Of course, this is favored by Prime Minister Tony Blair, who is also not a big fan of formal dress code. It is known that at the receptions that Blair hosts at his residence at 10 Downing Street, many invitees come without ties. At the Christmas party, Blair's children wore their shirts outside, another sign of the 'dress revolution' among the British establishment. Before Blair became Labor leader, previous Labor leaders would rather die than see their children in public without ties. Now, past ideals have been rejected.
My 80-year-old father recalls that as a child he was forced to wear a tie when he went to church. Now, when he goes to church with me and his grandchildren, which he has been attending for over 40 years, he no longer puts on a formal suit and tie. Today, no ties are worn and participants in many official events - for example, at a dinner that was hosted this week at the headquarters of the British company Conde Nast, half of the men present were without ties.

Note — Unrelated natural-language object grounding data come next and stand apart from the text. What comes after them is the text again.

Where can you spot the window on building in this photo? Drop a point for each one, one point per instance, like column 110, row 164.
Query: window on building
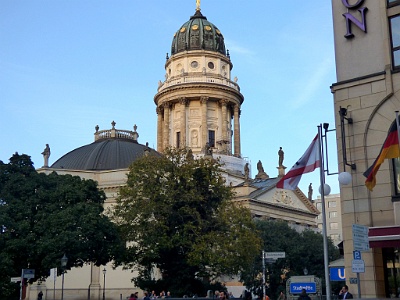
column 396, row 175
column 334, row 225
column 393, row 3
column 331, row 203
column 395, row 39
column 178, row 139
column 211, row 138
column 332, row 214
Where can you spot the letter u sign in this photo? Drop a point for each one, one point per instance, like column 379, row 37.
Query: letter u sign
column 352, row 19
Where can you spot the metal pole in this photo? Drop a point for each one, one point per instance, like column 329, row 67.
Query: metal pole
column 62, row 286
column 104, row 285
column 324, row 233
column 263, row 263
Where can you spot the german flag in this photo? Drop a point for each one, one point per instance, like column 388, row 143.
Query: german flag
column 390, row 149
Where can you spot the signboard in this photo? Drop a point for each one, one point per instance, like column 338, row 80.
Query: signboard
column 297, row 287
column 337, row 274
column 357, row 266
column 360, row 237
column 275, row 255
column 353, row 281
column 357, row 255
column 28, row 273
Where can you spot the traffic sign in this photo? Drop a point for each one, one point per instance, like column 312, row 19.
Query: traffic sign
column 28, row 273
column 337, row 274
column 297, row 287
column 275, row 255
column 360, row 237
column 357, row 255
column 357, row 266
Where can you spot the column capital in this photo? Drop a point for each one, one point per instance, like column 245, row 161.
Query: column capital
column 159, row 110
column 183, row 101
column 166, row 105
column 223, row 102
column 204, row 99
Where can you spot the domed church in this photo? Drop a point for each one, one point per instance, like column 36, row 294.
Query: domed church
column 198, row 106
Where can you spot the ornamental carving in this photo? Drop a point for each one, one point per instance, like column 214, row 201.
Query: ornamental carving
column 183, row 101
column 283, row 197
column 203, row 100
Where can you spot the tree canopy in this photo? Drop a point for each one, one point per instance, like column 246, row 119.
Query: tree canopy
column 303, row 250
column 176, row 215
column 43, row 217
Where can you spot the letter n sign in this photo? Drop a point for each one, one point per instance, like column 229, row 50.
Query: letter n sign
column 352, row 19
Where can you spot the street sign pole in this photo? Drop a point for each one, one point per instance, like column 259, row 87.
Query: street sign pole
column 263, row 261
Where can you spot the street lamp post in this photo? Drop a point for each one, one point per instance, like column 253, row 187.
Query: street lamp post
column 64, row 261
column 104, row 283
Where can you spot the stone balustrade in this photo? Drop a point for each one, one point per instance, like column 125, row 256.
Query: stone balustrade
column 198, row 79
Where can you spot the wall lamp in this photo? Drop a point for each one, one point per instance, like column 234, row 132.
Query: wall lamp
column 343, row 114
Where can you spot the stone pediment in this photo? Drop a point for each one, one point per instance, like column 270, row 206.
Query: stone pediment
column 291, row 200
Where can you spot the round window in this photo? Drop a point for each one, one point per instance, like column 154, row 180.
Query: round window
column 194, row 64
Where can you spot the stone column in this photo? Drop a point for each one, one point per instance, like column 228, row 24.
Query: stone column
column 236, row 133
column 204, row 126
column 167, row 107
column 224, row 144
column 159, row 112
column 183, row 101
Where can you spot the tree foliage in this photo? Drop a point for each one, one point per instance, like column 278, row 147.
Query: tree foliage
column 302, row 250
column 176, row 215
column 43, row 217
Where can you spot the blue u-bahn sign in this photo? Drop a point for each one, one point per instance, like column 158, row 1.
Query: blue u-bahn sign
column 337, row 274
column 297, row 287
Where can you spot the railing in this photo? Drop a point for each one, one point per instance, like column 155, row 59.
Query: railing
column 198, row 79
column 116, row 133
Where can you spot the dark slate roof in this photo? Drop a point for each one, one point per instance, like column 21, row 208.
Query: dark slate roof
column 198, row 34
column 104, row 154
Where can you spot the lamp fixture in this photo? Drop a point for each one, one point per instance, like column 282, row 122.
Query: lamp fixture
column 343, row 116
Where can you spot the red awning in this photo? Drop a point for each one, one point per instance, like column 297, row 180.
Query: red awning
column 384, row 237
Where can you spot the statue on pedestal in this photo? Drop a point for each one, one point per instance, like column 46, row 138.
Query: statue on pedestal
column 46, row 155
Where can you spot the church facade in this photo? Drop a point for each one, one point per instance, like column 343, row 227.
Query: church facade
column 198, row 106
column 366, row 97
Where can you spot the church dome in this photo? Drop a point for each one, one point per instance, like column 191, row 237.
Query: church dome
column 198, row 34
column 112, row 149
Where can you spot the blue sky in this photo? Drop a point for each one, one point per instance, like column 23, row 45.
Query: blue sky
column 69, row 65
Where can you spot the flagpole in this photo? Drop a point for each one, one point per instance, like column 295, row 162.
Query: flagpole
column 397, row 124
column 324, row 232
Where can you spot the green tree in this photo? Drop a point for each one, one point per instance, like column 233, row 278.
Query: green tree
column 302, row 250
column 43, row 217
column 177, row 215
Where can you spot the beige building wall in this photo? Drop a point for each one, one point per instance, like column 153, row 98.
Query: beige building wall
column 333, row 213
column 370, row 91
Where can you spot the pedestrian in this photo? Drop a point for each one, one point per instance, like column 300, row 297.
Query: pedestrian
column 344, row 293
column 222, row 296
column 281, row 296
column 303, row 295
column 132, row 297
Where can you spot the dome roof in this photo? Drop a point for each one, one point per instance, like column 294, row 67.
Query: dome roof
column 113, row 149
column 198, row 34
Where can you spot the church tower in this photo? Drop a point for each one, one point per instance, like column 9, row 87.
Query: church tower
column 198, row 104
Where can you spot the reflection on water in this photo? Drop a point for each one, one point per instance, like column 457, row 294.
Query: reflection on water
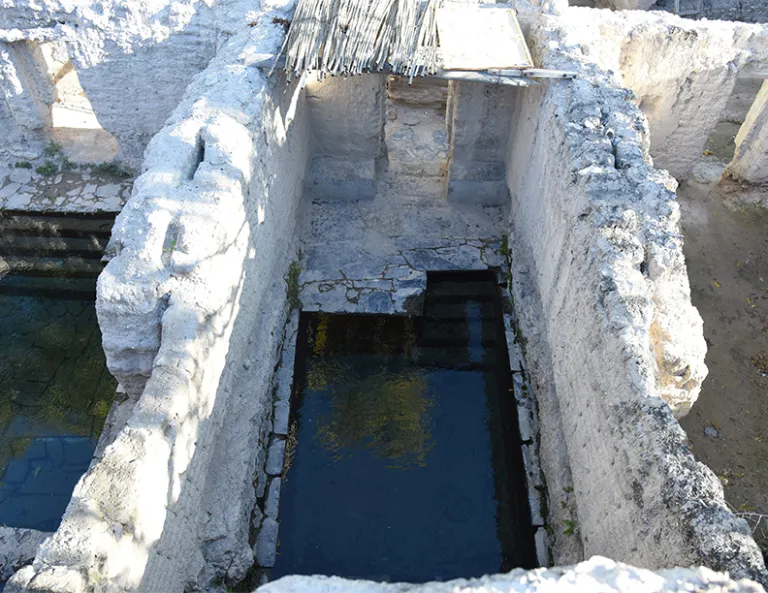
column 55, row 392
column 384, row 409
column 403, row 469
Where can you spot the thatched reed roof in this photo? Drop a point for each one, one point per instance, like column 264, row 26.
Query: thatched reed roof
column 347, row 37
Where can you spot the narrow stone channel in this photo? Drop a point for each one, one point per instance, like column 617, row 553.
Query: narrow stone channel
column 407, row 465
column 55, row 390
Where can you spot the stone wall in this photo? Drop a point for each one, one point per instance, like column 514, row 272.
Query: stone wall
column 683, row 98
column 347, row 116
column 597, row 574
column 134, row 60
column 600, row 286
column 750, row 161
column 189, row 306
column 478, row 124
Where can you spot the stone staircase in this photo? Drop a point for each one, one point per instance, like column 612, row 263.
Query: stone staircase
column 461, row 322
column 57, row 255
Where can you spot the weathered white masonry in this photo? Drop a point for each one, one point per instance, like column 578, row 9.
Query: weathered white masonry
column 260, row 193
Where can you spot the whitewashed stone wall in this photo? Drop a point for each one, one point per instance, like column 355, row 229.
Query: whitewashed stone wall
column 597, row 574
column 188, row 308
column 134, row 60
column 683, row 98
column 614, row 346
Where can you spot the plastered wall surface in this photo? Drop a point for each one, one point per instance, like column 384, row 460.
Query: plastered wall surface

At first, people began to give up the tuxedo. Then, in the 90s, many screen stars stopped wearing a tie at the Oscars. Now many men are wary of wearing ties. They think that if they wear ties too often, they might be mistaken for old-fashioned people or conformists.
At all times, there were artists and writers who did not recognize ties. For example, the 18th century playwright Harold Pinter refused to wear a tie at official events and preferred to dine somewhere in a bar than in a gentlemen's club, which was not allowed without a tie. The famous artist Lucian Freud, grandson of Sigmund Freud, wore a silk scarf casually tied around his neck instead of a tie.
I love the idea of modern dressing where people give up the tie. In the meantime, you don't have to throw away your old tie, as there are 10 good options for using it:
1. Headband. Make a headband out of the tie, as Mark Knopfler, former Dire Straits singer, wears. Then you can pick up your guitar and play something - you are guaranteed a good mood.
2. Lasso. Tie your ties together and make a lasso out of them. Who knows, maybe you can catch a wild animal with it. Or a bundle of ties can help you get out of the maze - in case you find yourself in such a maze.
3. Rope. Have you ever thought about making a rope out of ties and using it for an anchor?
4. `Tongue of a lizard`. Roll the tie into a roll and put it in your mouth. Then `shoot` this roll at a passing fly, as a lizard does. I bet your friends will be surprised.
5. Warehouse. You can use a tie to store anything long and thin - cassettes, candy, etc.
6. Accessory for striptease performance. Women will not need to rack their brains over what clothes to choose for a striptease.
7. Armband at charity events. Write with a felt-tip pen on your tie, “Let's Get Rid of Poverty”, wrap the tie around your arm like a bandage, and collect donations.
8. For bondage during sado-masochistic games. Why spend money buying accessories at a sex shop when you can use your tie for sado-masochistic play?
9. Measuring tape. Measuring various objects with a tie will be even more fun.
10. Large macrame. Imagine how wonderful macrame would look if it increased significantly in size. Make this macrame out of your ties.